The first time I heard of Tulip flower was while studying the poem "Queen's Rival" in High School, nearly five decades ago. I asked the teacher in the class: "What is Tulip and why kindling them?". He answered that it was a flower. "What is Oriole?" was the next question. It is a bird, he said. Further questions did not elicit any response as he had seen neither the flower nor the bird. The next encounter with Tulips was while viewing the song "Dekha ek khwab to ye Gul khile huye" in the film "Silsila" filmed on Amitabh Bachan and Rekha. During our visit to Srinagar in Kashmir last month, we had an opportunity to visit "Kashmir Tulip Festival", in the Indira Gandhi Memorial Garden.
Oriole is a bright colored singing bird found in such surroundings. Tulip flowers originated in Persia and traveled to other parts of the world in the 10th century. The word "Tulip" has Persian origin. It grows in mountainous areas of temperate climate. Long and cool spring period is required for growing Tulip flowers. Vast areas of Tulip flowers in as many as 16 colors are grown in regions with such climatic conditions.
Tulip flower moved to Europe in the 16th century and as the climate in Holland suited its growing, many acres around Amsterdam are used to grow the flower now. "Holland Tulip Festival" held during the months of April-May (April end and early May) draws huge tourist crowds from all over the world. Cycle road trips along the over 100 Kilometer Tulip route is considered as one of the most beautiful road trips by National Geographic. Kashmir Tulip festival also is held around the same dates. The beauty of Tulip gardens can be enjoyed for a period of a fortnight only. Untimely rains rob the pleasure as it damages the flowers. Tourists have to plan their visit to coincide with the Tulip Festival.
The real lesson of "Queen's Rival" was indeed learnt when we were standing in the Tulip Gardens of Srinagar, with the Himalayan range in the background. Each word of the poem had its special meaning.
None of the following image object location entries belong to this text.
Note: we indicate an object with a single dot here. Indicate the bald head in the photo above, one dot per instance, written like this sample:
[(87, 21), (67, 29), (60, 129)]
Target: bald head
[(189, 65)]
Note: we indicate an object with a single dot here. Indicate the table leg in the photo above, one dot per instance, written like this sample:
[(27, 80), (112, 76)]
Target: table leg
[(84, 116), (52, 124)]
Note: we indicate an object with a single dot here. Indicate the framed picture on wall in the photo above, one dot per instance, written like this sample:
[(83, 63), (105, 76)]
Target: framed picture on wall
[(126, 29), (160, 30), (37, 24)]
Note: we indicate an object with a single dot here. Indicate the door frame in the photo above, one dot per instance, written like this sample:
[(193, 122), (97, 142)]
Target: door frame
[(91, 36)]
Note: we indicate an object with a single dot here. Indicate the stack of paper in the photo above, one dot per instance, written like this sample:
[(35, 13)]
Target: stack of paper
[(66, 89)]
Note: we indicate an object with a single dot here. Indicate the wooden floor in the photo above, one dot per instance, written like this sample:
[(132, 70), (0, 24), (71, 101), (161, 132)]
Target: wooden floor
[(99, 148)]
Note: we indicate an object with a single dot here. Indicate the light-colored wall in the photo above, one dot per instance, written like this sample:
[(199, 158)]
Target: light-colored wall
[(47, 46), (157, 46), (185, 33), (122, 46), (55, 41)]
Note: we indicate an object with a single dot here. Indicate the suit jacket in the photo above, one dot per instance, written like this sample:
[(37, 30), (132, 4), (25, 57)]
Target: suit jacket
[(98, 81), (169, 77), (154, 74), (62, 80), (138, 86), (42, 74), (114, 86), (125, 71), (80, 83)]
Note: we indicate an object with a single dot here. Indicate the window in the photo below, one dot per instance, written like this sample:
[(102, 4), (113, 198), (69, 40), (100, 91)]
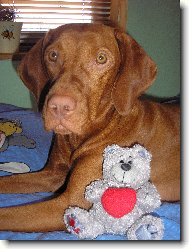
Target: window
[(38, 16)]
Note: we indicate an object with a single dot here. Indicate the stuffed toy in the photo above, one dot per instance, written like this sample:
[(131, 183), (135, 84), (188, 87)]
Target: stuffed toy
[(10, 134), (122, 200)]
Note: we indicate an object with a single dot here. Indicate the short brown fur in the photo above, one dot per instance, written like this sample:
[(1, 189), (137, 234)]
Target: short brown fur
[(108, 111)]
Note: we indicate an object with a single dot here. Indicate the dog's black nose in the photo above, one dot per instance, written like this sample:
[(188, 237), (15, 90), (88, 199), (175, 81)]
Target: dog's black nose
[(126, 166)]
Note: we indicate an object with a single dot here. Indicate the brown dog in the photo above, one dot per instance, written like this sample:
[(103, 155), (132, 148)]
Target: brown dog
[(89, 78)]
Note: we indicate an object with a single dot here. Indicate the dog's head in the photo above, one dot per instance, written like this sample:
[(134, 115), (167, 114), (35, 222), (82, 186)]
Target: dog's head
[(80, 72)]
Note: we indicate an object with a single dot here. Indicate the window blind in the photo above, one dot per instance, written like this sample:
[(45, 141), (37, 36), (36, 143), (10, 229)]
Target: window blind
[(38, 16)]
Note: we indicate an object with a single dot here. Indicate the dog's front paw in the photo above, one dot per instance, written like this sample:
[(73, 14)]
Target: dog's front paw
[(148, 228)]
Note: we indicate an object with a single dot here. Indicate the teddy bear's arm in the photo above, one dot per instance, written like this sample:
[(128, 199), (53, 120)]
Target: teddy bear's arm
[(94, 191), (148, 197)]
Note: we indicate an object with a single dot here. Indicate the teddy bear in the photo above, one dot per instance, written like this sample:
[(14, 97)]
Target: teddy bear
[(122, 200), (10, 134)]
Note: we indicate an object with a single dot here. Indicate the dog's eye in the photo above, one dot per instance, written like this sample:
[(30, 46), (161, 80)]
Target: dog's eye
[(53, 56), (101, 58)]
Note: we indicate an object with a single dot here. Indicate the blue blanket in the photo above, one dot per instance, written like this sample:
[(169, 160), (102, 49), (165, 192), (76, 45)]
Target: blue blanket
[(34, 158)]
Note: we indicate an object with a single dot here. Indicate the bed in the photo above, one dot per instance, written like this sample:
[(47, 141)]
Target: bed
[(27, 153)]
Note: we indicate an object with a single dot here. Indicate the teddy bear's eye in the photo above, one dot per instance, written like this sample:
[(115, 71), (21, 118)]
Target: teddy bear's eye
[(121, 161)]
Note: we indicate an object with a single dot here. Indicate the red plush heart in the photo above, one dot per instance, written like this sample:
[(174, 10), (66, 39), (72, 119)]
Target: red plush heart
[(118, 201)]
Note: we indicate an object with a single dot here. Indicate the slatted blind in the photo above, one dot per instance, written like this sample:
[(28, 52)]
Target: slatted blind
[(38, 16)]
It was truly spring winds that had weakened the mountain floods; there were heavy floods in Srinagar just a week ago. Flame-like looking Tulip buds had flowered as if their tops were kindled! The flowers (there were other flowers too around the Tulips) had attracted innumerable bees and the sound they made was indeed loud. With the onset of spring, days were growing longer and thus shortening the time span cold nights occupied. It was time for flowering in the peach and apple gardens making the beautiful Orioles to sing in their sweet voice...... Every word the poet said in the poem was before our eyes. She had indeed experienced each of these and made a mental note to enable reproducing them later in her poem!
Reading and relishing quality poetry is not mere understanding of words. It is much more than that; it is mentally and emotionally transforming oneself into a different world. Thoughts of the famous 9th century Kashmiri poet-philosopher Anandavardhana and his celebrated work "Dwhanyaloka" naturally flooded the mind. His "Dhwani Theory" states that when a poet writes, he creates a resonance with a particular wavelength. Only when the reader is tuned to that wavelength, he can understand and appreciate the poet's works. A local poet's Dhwani (Sound) Theory was understood through an English poem about a Persian Queen by an Indian writer, while standing mesmerized in a Tulip garden with the backdrop of the Himalayan range!